By now I’m sure you know (if you’ve ever read this blog in recent years) that as the Trail Maintenance Chair I’ve been focused on “trail smoothing” or “tread renewal.” Many of our recent monthly volunteer workdays have been mostly focused on this (see this time-lapse video of rebuilding a section for a taste). There’s a reason for that. For many years we volunteer stewards (including me) did not believe in tackling what I now call “rock work.” That is, taking out or chipping down rocks in the trail. And it started to show — often dramatically so. Entire stretches of trail became difficult to navigate, even for the nimble.

Eventually, as I learned more about trail work from volunteering at Sugarloaf Ridge State Park under the tutelage of the legendary Tim Mayer, I started to experiment with getting more serious about how we dealt with rocks in the trail. I started to use the rock bar that we had in our tool shed for levering out rocks in the trail (see pic). I had the stewards buy another one.

Then I went out on a limb, and spent several hundred dollars on a cordless rock chisel to experiment with it. I even videoed my first real use of it, where I declared it “a game changer.” Nothing that has happened since has changed my mind. Instead, I can’t believe we haven’t been doing this kind of thing for years. Given the evidence, I was reimbursed by the trail stewards for the purchase and we’ve been using it ever since.

Starting tomorrow, I will be taking this campaign of trail smoothing on to the Montini Preserve, which is showing some serious signs of trail wear that has exposed stretches of really rocky terrain that need to be fixed.

I’ve determined that there is a hierarchy of desires in rock mitigation which essentially goes like this:

  1. Remove the rock entirely.
  2. If you can’t remove it entirely, break it up to remove the parts of it that impinge on the trail surface.
  3. If you can’t do the above, chip it down to the level of the trail or below.

Recently, in attempting to do number 1 above, we found a truly large rock that in trying to remove we had made into a greater problem. We couldn’t “put it back” and we couldn’t break it up or even chip it down (it was too hard), which left only removing it entirely. But it was somewhere around a quarter ton. That’s when I decided we had to get really serious, so I returned home, got 150′ of static rope, a handful of caribiners, three pulleys and some webbing. This is the gear I take on river trips to pull a boat off a rock if I need to. That day it served a very different purpose.

With that gear and a nearby tree, I was able to establish an anchor and a z-rig pulley system that provided us with a 5:1 mechanical advantage, thereby allowing us to pull that huge rock out of the hole and off to the side of the trail (see pic).

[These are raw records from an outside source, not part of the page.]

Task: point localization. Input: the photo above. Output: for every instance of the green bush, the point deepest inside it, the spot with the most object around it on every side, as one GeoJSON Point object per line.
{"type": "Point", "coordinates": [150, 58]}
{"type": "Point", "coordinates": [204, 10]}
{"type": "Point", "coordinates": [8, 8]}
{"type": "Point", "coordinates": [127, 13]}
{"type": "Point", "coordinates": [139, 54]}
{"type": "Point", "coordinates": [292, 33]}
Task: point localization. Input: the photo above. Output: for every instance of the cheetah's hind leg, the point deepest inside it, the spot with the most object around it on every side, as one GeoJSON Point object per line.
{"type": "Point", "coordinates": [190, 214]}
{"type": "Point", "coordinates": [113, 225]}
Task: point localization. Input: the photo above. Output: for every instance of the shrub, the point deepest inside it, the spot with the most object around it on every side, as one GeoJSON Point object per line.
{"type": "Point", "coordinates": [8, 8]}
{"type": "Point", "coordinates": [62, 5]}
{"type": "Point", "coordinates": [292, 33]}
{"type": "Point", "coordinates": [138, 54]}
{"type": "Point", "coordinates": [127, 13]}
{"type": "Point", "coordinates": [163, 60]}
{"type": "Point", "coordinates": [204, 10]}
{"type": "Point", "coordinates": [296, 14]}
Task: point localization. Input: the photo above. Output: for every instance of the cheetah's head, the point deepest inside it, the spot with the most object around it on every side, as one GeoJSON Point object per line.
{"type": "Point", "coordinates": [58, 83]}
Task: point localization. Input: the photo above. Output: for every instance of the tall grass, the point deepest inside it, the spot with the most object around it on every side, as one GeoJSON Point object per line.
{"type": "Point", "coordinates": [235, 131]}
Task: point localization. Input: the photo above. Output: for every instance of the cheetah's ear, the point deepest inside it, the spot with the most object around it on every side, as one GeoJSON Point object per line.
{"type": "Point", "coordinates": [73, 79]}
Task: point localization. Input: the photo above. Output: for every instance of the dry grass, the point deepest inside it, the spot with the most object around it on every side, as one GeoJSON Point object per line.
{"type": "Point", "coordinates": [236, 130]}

After we filled in the big hole with rocks and gravel, and layered on the top layer and packed it down, you would never have known that anything at all had been there. And as we left, and some hikers came up the trail toward that spot I realized that they, and all hikers thereafter, would never know that a rock had ever been there, sticking up in the tread ready to trip a hiker or a runner. And that’s just fine with me.